Eventually, Feigin took a position at the prestigious Grey Advertising, now part of Grey Group, where she enjoyed a 30-year career working as an executive in strategic planning.
Amid a litany of other clients, Feigin presided over the development of a now-ubiquitous, then-revolutionary campaign for the National Highway Traffic Safety Administration (NHTSA).
“One of our famous campaigns for NHTSA was to get teenagers to stop driving drunk. And all the advertising had been about all the terrible things that happen: If you do drive drunk, you know, you get maimed, you get hurt, you get killed, you go to jail, et cetera. And none of this advertising worked to really get kids to stop driving drunk,” Feigin said.
“So we did a great big piece of attitudinal research to find out what makes these teenagers tick as it relates to drinking,” she said. “How could we talk to them on an emotional basis, other than focusing on fear?”
The campaign? Friends don’t let friends drive drunk.
“Teenage drinking fatalities dropped virtually immediately when they started running the program so that was a great thing,” Feigin said.
Collins told The Chronicle that Feigin’s campaign has saved countless lives, and touched hers along with all the students she went to school with, another way Feigin has supported education in the youth of today — and yesterday for that matter.
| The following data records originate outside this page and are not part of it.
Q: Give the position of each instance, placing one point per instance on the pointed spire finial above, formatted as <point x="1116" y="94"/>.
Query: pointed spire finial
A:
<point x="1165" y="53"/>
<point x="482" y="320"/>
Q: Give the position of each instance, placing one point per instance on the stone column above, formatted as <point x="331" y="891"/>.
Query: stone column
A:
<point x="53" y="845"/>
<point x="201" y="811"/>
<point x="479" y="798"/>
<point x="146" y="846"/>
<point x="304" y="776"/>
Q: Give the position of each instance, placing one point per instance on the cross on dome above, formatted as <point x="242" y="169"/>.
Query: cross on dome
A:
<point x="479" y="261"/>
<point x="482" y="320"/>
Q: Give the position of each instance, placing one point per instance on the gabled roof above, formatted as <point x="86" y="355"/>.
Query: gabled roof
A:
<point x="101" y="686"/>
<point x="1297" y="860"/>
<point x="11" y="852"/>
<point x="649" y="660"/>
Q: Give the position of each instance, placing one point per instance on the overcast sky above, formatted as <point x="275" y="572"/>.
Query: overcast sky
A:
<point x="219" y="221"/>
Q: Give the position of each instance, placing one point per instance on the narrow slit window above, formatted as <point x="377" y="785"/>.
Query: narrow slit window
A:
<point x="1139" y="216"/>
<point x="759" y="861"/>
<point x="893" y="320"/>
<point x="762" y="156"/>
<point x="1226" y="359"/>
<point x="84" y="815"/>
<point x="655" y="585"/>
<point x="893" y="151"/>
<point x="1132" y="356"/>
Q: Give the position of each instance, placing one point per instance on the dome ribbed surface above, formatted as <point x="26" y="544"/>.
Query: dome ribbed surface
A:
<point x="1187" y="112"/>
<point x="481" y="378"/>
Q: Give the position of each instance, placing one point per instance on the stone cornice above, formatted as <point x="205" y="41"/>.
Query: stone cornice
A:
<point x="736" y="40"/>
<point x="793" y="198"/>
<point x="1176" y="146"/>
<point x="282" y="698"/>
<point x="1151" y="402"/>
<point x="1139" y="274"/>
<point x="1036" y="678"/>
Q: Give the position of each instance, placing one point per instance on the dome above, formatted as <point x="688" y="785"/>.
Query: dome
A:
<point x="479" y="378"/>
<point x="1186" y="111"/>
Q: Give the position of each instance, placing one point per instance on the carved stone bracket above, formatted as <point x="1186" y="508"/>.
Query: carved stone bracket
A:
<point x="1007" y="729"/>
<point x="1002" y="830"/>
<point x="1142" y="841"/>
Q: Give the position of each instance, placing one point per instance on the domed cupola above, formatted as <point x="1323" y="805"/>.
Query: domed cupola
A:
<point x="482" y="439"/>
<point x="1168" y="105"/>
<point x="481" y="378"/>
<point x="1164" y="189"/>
Collins said Feigin “has said to me on a couple of occasions that if she could just inspire one person,” she’ll feel like she’s made a difference.
“I mean, if you think of some of that, it's astounding because we all know that slogan,” Collins said. “She influenced the way that we thought about one of the most important topics that we should be concerned about in society. And that's the effects of alcohol on our youth,” Collins said.
Feigin glowed with pride as she spoke about the slogan, and signaled contentment with the mark her career has left on the world.
“I feel like a lot of times when you're in advertising, people kind of look down their noses at it and think, ‘Oh, that's kind of trivial,’” Feigin said. “This was a societal move forward — very, very important — so I feel very proud of having been involved in that.”
Feigin self-published a book called “My American Dream: A Journey from Fascism to Freedom,” in November 2021.